Dr. Reyes wrote “significantly increased biomass” -> that’s a causal claim.
But the design doesn’t fully support it.

Tip

The honest version: “Biomass was higher in high-N plots (p = 0.03) –> Descriptive”

🔺 The Four Requirements of a Good Defense

Can you answer all four for your own analysis?

  1. Philosophical grounding — What framework are you in? Frequentist? Bayesian? What does that require?
  1. Data–method alignment — Does your method match your response variable type and data structure?
  1. Simplicity vs. complexity — Is your model as simple as possible while still being honest?
  1. Transparency — Could someone reproduce your analysis from your GitHub repo today?

Important

The best analysis is the simplest one that honestly addresses your question given your data structure.

🔁 Now It’s Your Turn

You just played reviewer.

Thursday’s workshop: You become the author.
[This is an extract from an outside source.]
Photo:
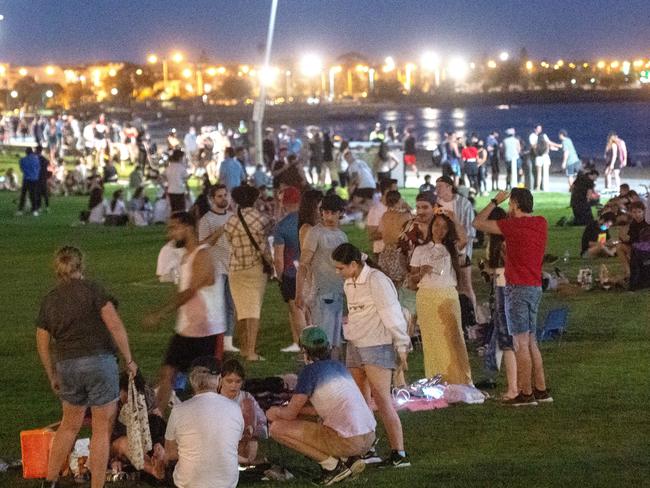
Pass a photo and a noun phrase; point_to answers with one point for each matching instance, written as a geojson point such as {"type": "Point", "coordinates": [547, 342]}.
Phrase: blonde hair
{"type": "Point", "coordinates": [68, 263]}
You will fill out a Method Defense Card:

Prompt Your Answer
My research question
My response variable type
My planned analysis
Why it fits (Triangle + framework)
One thing Dr. Reyes did I might be tempted to do
How I’m guarding against it

🟢🟡🔴 The Assumptions Traffic Light

Coming Thursday — but start thinking now.

Every model makes assumptions. Most people know this.
Fewer people have actually checked which ones they’ve met.

Assumption Status
Independence of residuals 🟢 Checked
Normality of random effects 🟡
No spatial autocorrelation 🔴

Tip

The goal is not all green.
Red assumptions are honest limitations —> they belong in your Discussion.
The failure is not knowing which color you’re at.